In de voorlopig laatste bundel blijft Nolens onveranderd zichzelf. Hij blijft zich rekenschap geven van zijn verhouding tot de vader en de moeder, heeft het overlijden van zijn broer te betreuren, overziet zijn werk (‘wij zijn een dik dagboek geworden’), schrijft een aantal gedichten voor andere dichters.

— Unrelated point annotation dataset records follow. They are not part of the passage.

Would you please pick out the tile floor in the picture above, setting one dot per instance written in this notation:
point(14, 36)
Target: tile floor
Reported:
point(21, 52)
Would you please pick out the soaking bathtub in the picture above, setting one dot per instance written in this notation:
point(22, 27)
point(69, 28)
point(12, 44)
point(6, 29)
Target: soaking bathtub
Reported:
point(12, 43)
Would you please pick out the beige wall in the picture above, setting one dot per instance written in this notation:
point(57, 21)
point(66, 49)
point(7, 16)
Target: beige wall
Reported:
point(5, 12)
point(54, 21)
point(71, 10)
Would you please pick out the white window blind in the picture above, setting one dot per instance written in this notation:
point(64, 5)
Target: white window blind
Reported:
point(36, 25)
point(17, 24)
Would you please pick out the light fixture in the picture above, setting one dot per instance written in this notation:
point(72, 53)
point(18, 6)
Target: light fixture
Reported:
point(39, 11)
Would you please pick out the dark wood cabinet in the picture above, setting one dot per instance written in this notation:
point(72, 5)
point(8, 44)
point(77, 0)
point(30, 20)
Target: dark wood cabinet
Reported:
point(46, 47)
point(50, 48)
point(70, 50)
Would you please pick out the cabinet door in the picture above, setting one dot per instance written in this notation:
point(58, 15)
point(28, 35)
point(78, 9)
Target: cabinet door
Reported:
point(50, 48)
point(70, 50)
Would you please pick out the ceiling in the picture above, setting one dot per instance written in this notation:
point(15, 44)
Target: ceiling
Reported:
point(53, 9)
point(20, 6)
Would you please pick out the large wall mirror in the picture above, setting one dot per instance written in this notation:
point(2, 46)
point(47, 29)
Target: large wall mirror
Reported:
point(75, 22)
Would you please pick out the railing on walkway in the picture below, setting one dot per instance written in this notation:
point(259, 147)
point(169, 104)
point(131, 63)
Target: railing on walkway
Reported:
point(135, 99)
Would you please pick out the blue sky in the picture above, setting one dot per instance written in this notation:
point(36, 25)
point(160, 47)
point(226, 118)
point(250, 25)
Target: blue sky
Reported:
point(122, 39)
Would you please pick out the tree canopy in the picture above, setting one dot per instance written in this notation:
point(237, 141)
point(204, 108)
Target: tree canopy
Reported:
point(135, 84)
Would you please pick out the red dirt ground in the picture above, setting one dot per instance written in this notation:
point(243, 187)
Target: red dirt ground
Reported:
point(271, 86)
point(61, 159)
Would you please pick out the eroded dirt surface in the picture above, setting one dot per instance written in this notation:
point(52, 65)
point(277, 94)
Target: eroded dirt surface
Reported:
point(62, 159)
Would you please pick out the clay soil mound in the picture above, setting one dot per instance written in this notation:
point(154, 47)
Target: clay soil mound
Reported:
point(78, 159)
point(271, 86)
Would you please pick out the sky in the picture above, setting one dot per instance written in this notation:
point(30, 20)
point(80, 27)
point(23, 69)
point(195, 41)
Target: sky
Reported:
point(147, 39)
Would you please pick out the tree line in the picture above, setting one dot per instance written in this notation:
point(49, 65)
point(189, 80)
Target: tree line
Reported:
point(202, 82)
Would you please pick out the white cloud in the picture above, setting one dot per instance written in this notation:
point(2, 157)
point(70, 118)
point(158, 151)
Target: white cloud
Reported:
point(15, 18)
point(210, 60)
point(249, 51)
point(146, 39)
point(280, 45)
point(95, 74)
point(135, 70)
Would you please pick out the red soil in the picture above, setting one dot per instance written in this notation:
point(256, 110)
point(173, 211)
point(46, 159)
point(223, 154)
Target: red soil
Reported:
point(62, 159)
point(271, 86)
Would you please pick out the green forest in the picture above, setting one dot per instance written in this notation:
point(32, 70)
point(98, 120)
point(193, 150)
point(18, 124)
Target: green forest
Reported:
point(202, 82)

Als je terugbladert naar het begin van Manieren van leven, valt op hoe consistent Nolens in zijn manier van schrijven gebleven is. Het epaterende van het begin heeft hij losgelaten, maar aan de onmiskenbaar eigen toon is in de loop der jaren weinig veranderd. Aan zijn thematiek evenmin.
Door alle bundels heen is de constante: Nolens schrijft over Nolens. Nolens volens? Kennelijk. Zijn werk is in ieder geval een gigantisch, haast maniakaal volgehouden ecce homo. Hij betrekt daarin nadrukkelijk het gezin waaruit hij komt en dat hij zelf vormde, een familie waarvan de leden zo vaak genoemd worden dat ze de lezer bijna eigen worden. Vader, moeder, broer en zussen, vrouw en zonen, ook zij leven hun leven hier ‘verzameld’ verder onder de paraplu van Nolens’ vaste motieven: isolement en eenzaamheid, erotiek en dood, geloof en ongeloof, drank en slapeloosheid.
Tot slot. Er vallen bij Nolens heel wat schrijversnamen, buitenlandse en Nederlandse. Ik noteerde Achmatova, Bashō, Berryman, Brodsky, Celan, Chamfort, Dante, Hölderlin, Jarkko Laine, Majakovski, Mallarmé, Osip en Nadja Mandelstam, Miłosz, Neruda, Novalis, Pavese, Pessoa, Petrarca, Rilke, Rimbaud, Vallejo en Zagajewski, Achterberg, Claus, De Coninck, Faverey, Gilliams, Hadewijch, Leopold, Van Maele, Ouwens, Slauerhoff en Vasalis. Er zullen er vast nog wel een paar aan mijn aandacht ontsnapt zijn. Het is, ook voor de omvang van het werk, een hoge score en een bewijs te meer hoezeer Nolens’ wereld een taalwereld is.
***
De bundel Liefdes verklaringen werd in Nederland bekroond met de Jan Campertprijs 1991, in 1992 in België met de Driejaarlijkse Staatsprijs voor Poëzie. Voor zijn gehele werk (dichtbundels en dagboeken) kreeg Nolens in 1997 de Constantijn Huygensprijs, voor Bres de VSB Poëzieprijs 2008.